As cybersecurity and data protection continue to trouble business leaders, Europe should continue to encourage creative solutions to solve the most pressing issues. There are tangible things business leaders can do to protect themselves, their customers, and their data from serious cybersecurity harm.

First is education. Organizations need to take cybersecurity seriously, and keep educating team members on both responsible practices and the potential harms from complacency. 82% of European hacks are the result of human behavior or error, and are easily preventable. But the sheer number of attempts and the fatigue factor mean that they’re bound to get through eventually. The majority of attacks today get through via phishing. So companies must work hard to avoid “phishing fatigue.”

Organizations can also enlist the help of hackers themselves to identify weak points. Bug bounties are becoming commonplace, where a cash prize is offered to hackers who can successfully enter a system or network. Security experts also recommend regular “red teaming” – simulated attacks to see how staff and systems respond. German startup Mitigant lets companies emulate attacks on their cloud infrastructure, ensuring that business systems have the best defenses in place.

Italian startup Exein does the same for the notoriously challenging “internet of things” hardware. Connected devices are convenient and fun for users, but they also create hundreds of thousands of entry points for hackers. The result is attacks that can be leveraged across all this different architecture on a huge scale. Exein’s software analyzes and identifies vulnerabilities across whole fleets of tools, and automatically secures them to prevent serious harm.

While most organizations have some cyber compliance training in place, the public at large doesn’t understand these risks. And that’s where governments also need to step up. Europe’s new PSD3 regulations – rules for payments providers and financial institutions – will require even more customer education from financial institutions, as well as fast reimbursements for stolen sums, helping to reduce the harm to private consumers.

But more guidance is essential, in addition to legislation for businesses across all industries to improve their cybersecurity practices. Only then will public institutions be able to ensure that vital infrastructure like hospitals, schools, and public records are protected.

Finally, there needs to be more training and recognition of great IT security professionals. Even where issues are identified early by employees, organizations need the talent on hand to validate real threats and close security gaps before real harm is done. Cybersecurity threats are growing across the globe. Europe’s digital borders need defending.

Cyber attacks are rising sharply, with billions of European data records breached every six months. Europe is increasingly isolated from Russia, China, and the United States, leading to more hacks from the first two and potentially less support from the latter.

Cybersecurity risks increase as society becomes more interconnected. Every digital device – from cars, to treadmills, to hospital alert systems – can be used as a point of entry for hackers. Devices and software are easier than ever to produce, but consequently also easier to break into.

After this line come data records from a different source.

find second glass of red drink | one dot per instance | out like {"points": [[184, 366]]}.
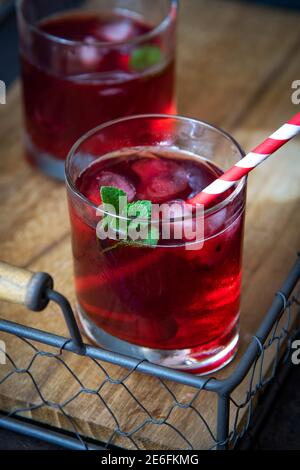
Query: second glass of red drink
{"points": [[86, 62]]}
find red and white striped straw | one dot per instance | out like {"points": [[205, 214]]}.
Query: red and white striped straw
{"points": [[258, 155]]}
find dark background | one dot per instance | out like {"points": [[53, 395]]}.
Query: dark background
{"points": [[281, 430]]}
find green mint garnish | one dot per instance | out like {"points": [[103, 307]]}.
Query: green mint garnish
{"points": [[136, 217], [145, 57]]}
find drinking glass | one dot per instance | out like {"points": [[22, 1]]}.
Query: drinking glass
{"points": [[86, 62], [167, 303]]}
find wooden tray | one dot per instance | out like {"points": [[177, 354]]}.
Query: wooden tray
{"points": [[236, 66]]}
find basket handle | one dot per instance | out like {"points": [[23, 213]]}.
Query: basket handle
{"points": [[21, 286], [35, 291]]}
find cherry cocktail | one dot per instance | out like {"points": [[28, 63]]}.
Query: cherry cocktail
{"points": [[169, 303]]}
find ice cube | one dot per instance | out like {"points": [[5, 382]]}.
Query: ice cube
{"points": [[117, 31], [161, 180]]}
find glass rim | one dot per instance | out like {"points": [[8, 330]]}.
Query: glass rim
{"points": [[162, 26], [215, 208]]}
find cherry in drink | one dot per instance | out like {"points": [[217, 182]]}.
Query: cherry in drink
{"points": [[173, 305], [81, 68]]}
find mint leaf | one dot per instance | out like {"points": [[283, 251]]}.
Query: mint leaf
{"points": [[153, 237], [138, 215], [145, 57], [111, 195], [142, 209]]}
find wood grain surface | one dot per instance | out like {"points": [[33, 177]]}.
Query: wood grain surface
{"points": [[236, 65]]}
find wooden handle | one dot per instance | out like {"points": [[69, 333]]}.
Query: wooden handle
{"points": [[24, 287]]}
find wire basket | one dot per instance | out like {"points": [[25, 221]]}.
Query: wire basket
{"points": [[232, 417]]}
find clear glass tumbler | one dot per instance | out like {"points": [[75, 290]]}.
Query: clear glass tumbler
{"points": [[86, 62], [173, 303]]}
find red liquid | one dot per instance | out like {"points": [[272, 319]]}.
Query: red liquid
{"points": [[164, 297], [69, 90]]}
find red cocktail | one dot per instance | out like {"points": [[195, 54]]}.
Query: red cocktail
{"points": [[81, 68], [169, 303]]}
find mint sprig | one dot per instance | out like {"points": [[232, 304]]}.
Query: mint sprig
{"points": [[127, 217], [145, 57]]}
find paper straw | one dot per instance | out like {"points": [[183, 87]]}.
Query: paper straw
{"points": [[258, 155]]}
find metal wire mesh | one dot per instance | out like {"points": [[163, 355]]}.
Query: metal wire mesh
{"points": [[120, 406]]}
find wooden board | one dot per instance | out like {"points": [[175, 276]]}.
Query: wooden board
{"points": [[236, 65]]}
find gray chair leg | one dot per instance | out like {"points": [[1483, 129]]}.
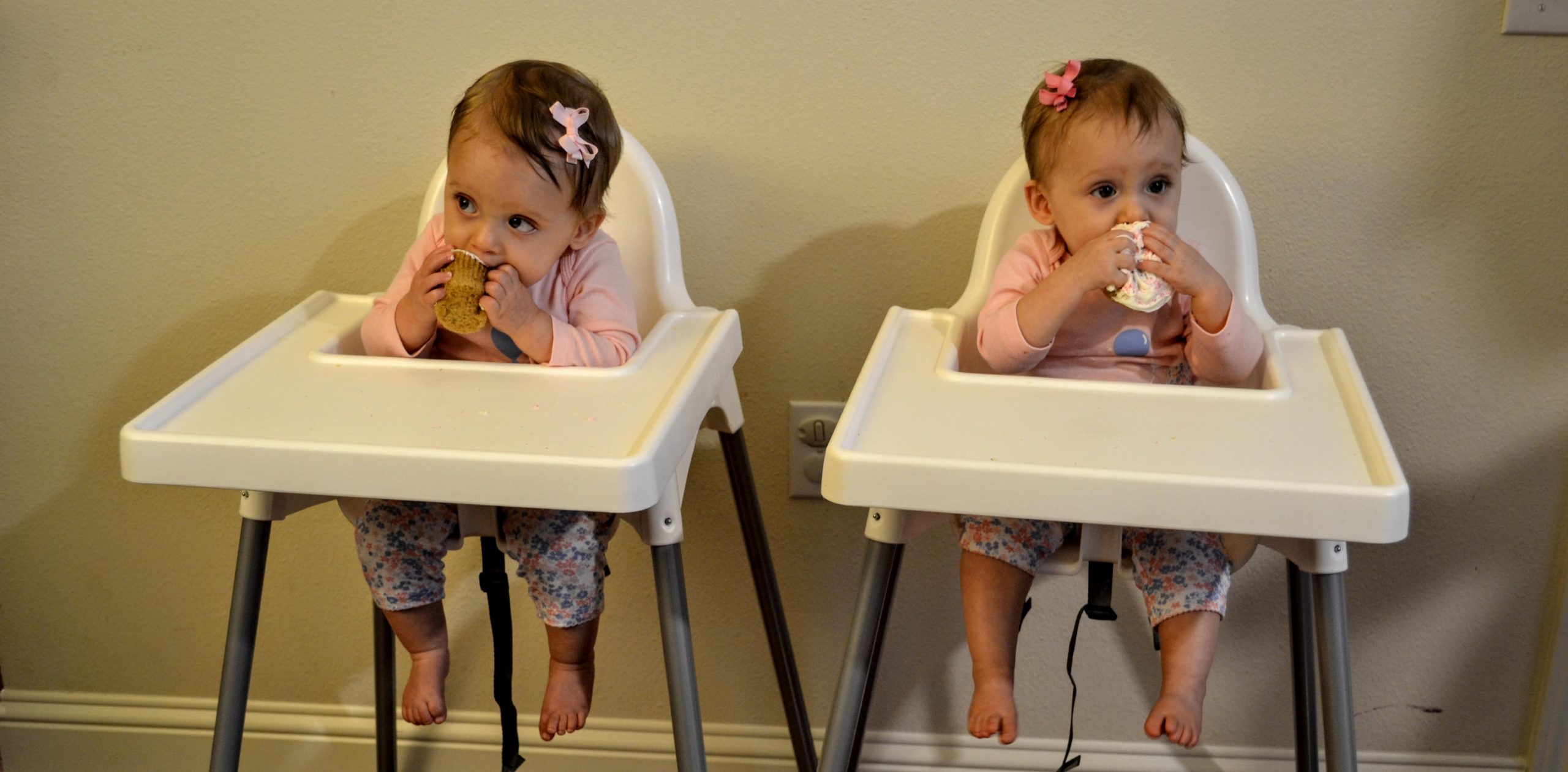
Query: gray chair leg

European leaders must emphasize the vital importance of cybersecurity, at the government level, for businesses, and for private citizens. For now, the best defense is widespread education and well-trained IT teams. If employees and citizens can identify and report risks, security gaps can be closed before real harm is done.

There’s no going back to a less digital, less connected society. The only way forward is to stay vigilant, with a coordinated European strategy.